Palin is a former Alaska governor and was the running mate of Arizona Sen. John McCain in his 2008 bid for the White House. She said that with Trump as president, America would no longer apologize.
"No more pussy-footing around," she said, adding that Trump would allow the military to do its job and destroy the Islamic State in Iraq and the Levant (ISIL). "He's going rogue left and right. That's why he's doing so well." Her memoir was titled "Going Rogue" after a remark made by a McCain staffer who said she was off-message during the campaign.
"I am greatly honored to receive Sarah's endorsement," Trump said in a statement announcing her support. "She is a friend and a high-quality person whom I have great respect for. I am proud to have her support."
He is in a tight contest with Sen. Ted Cruz of Texas for the support of Iowa Republicans, who lean conservative and whose evangelical Christians make up a major voting bloc.
Trump's national political director, Michael Glassner, previously worked with Palin, who was a virtual newcomer to the national political arena when McCain named her as his running mate. She has since risen to prominence as one of the most outspoken conservatives in the party.
She was in her first term as governor of Alaska in 2008 when McCain picked her. She was folksy and liked to suggest there were no fiercer fighters for conservative values than a small-town "hockey mom." She was a former beauty pageant winner who professed a love of hunting with guns and thought it more important that the United States increase drilling for oil than fret about climate change.

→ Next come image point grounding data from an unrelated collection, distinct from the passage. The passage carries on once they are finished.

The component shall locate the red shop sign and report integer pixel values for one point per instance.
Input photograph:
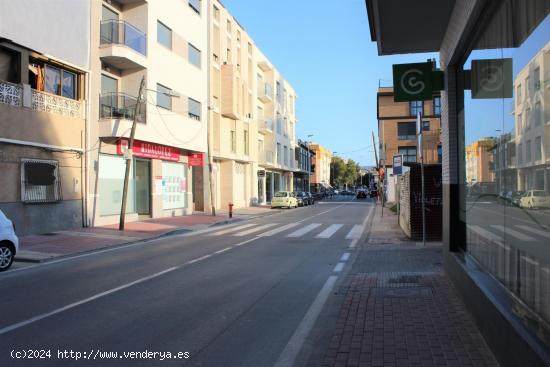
(195, 159)
(143, 149)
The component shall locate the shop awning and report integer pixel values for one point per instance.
(405, 26)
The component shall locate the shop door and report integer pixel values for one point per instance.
(143, 187)
(268, 191)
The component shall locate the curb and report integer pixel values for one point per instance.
(173, 232)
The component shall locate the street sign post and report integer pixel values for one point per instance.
(397, 164)
(416, 81)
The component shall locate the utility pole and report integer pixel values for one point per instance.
(128, 155)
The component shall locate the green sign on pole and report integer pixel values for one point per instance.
(415, 82)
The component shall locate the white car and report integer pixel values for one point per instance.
(283, 199)
(535, 199)
(9, 243)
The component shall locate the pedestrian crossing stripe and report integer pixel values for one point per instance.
(255, 229)
(355, 232)
(280, 229)
(331, 230)
(302, 231)
(513, 233)
(232, 229)
(534, 230)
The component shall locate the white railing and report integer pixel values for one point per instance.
(47, 102)
(11, 94)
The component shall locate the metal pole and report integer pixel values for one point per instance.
(420, 147)
(129, 155)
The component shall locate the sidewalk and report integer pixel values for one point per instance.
(400, 309)
(48, 246)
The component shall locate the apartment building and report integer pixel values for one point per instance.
(252, 117)
(163, 44)
(303, 158)
(531, 122)
(397, 128)
(479, 161)
(43, 100)
(320, 179)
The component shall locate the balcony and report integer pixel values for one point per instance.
(15, 95)
(119, 106)
(122, 45)
(265, 93)
(265, 126)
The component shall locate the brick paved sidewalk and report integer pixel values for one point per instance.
(44, 247)
(400, 309)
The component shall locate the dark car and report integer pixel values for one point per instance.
(361, 194)
(302, 198)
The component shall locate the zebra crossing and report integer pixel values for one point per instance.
(521, 232)
(293, 230)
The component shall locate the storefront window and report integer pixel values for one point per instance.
(174, 185)
(111, 182)
(506, 166)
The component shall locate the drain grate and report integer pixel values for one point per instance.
(402, 292)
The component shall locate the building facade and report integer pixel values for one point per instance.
(43, 103)
(397, 128)
(320, 179)
(479, 161)
(493, 55)
(252, 118)
(303, 158)
(163, 44)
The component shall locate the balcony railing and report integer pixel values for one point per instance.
(11, 94)
(123, 33)
(119, 106)
(47, 102)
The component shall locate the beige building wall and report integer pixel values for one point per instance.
(243, 114)
(182, 126)
(390, 114)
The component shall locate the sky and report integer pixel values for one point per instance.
(323, 48)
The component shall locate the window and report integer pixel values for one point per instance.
(425, 125)
(9, 68)
(164, 98)
(194, 108)
(538, 114)
(195, 5)
(216, 13)
(40, 181)
(406, 130)
(415, 107)
(233, 141)
(164, 35)
(409, 154)
(538, 148)
(437, 105)
(194, 55)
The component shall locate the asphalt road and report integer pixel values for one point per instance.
(524, 229)
(240, 295)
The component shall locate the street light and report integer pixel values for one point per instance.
(308, 163)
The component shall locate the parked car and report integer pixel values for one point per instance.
(283, 199)
(9, 243)
(516, 196)
(535, 199)
(302, 198)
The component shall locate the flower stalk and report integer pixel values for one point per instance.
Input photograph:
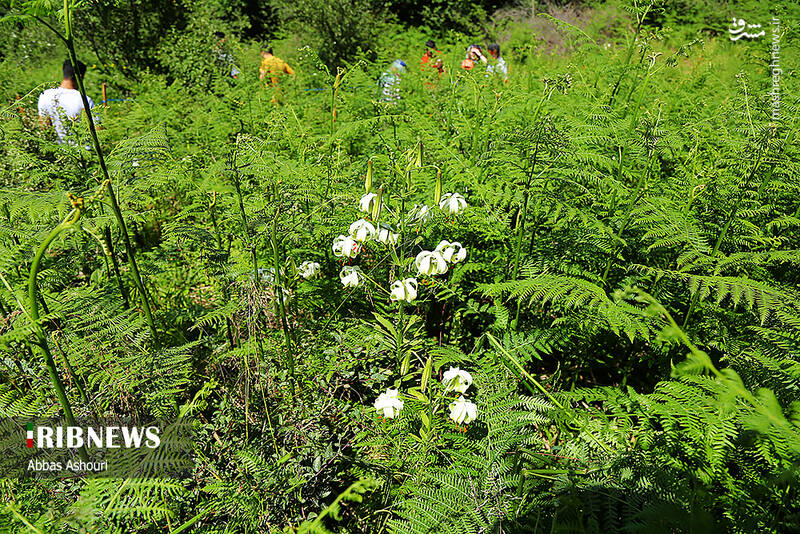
(129, 250)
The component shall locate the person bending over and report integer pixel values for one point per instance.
(273, 67)
(62, 105)
(498, 65)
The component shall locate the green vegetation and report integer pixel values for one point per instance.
(626, 304)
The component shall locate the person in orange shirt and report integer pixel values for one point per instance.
(430, 56)
(273, 67)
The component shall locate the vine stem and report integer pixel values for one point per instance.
(279, 294)
(137, 278)
(33, 311)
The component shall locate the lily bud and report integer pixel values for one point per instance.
(368, 179)
(376, 209)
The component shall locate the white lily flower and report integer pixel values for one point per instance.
(458, 379)
(431, 263)
(345, 246)
(367, 202)
(452, 252)
(362, 230)
(389, 403)
(351, 276)
(420, 213)
(387, 236)
(267, 275)
(308, 269)
(404, 290)
(452, 203)
(463, 411)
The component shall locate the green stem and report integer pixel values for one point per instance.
(279, 294)
(33, 310)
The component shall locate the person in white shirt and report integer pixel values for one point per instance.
(63, 105)
(499, 65)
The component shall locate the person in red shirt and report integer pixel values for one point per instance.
(429, 59)
(474, 54)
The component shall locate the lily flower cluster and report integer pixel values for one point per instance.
(462, 410)
(428, 262)
(438, 260)
(308, 269)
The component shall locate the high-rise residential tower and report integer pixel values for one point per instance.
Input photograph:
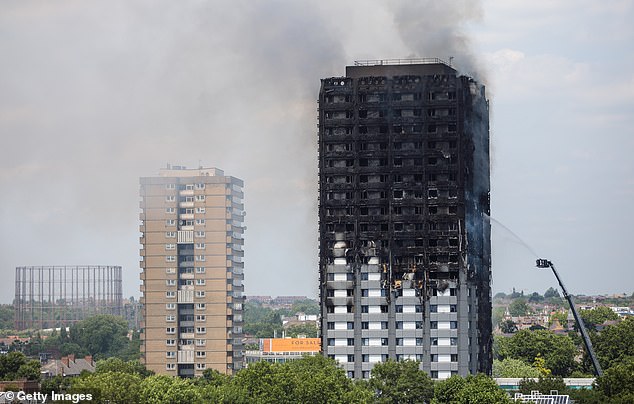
(192, 271)
(403, 218)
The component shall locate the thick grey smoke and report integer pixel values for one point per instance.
(97, 94)
(432, 28)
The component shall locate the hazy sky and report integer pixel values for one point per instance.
(95, 94)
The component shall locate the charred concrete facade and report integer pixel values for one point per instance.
(404, 201)
(192, 271)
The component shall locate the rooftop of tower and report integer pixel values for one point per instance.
(399, 67)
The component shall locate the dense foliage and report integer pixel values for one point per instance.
(15, 365)
(101, 336)
(558, 351)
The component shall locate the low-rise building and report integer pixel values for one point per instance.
(280, 350)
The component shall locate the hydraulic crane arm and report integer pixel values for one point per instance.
(542, 263)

McCain and Palin lost the election to Barack Obama and Joe Biden, but by then, her transformation from a little-known politician to national celebrity was complete.
In 2009 she resigned as Alaska's governor and has since worked as a conservative political commentator and as the producer and star of television shows about her large family enjoying Alaska's rugged landscapes.
Joe Brettell, a Republican strategist in Texas, said he thought Palin would not help Trump much "beyond a jolt in the news cycle."
Lindsey Graham — a Republican senator from South Carolina who last month ditched his effort to become president and has endorsed former Florida Gov. Jeb Bush for the nomination — said in an interview with CNN that he liked Palin.
Still, he added, "Sarah Palin can't save Donald Trump from being crazy," referring to some of Trump's proclamations, such as a plan to bar Muslims from entering the U.S., which Graham said made Trump unelectable.
Earlier Tuesday, Trump received an endorsement from Aissa Wayne, the daughter of movie star John Wayne. Standing in front of a life-size rifle-toting model of the actor in full cowboy gear, Trump accepted her endorsement at the John Wayne Birthplace Museum in Winterset, Iowa.
"America needs help, and we need a strong leader, and we need someone like Mr. Trump with leadership qualities, someone with courage, someone that's strong, like John Wayne," she said.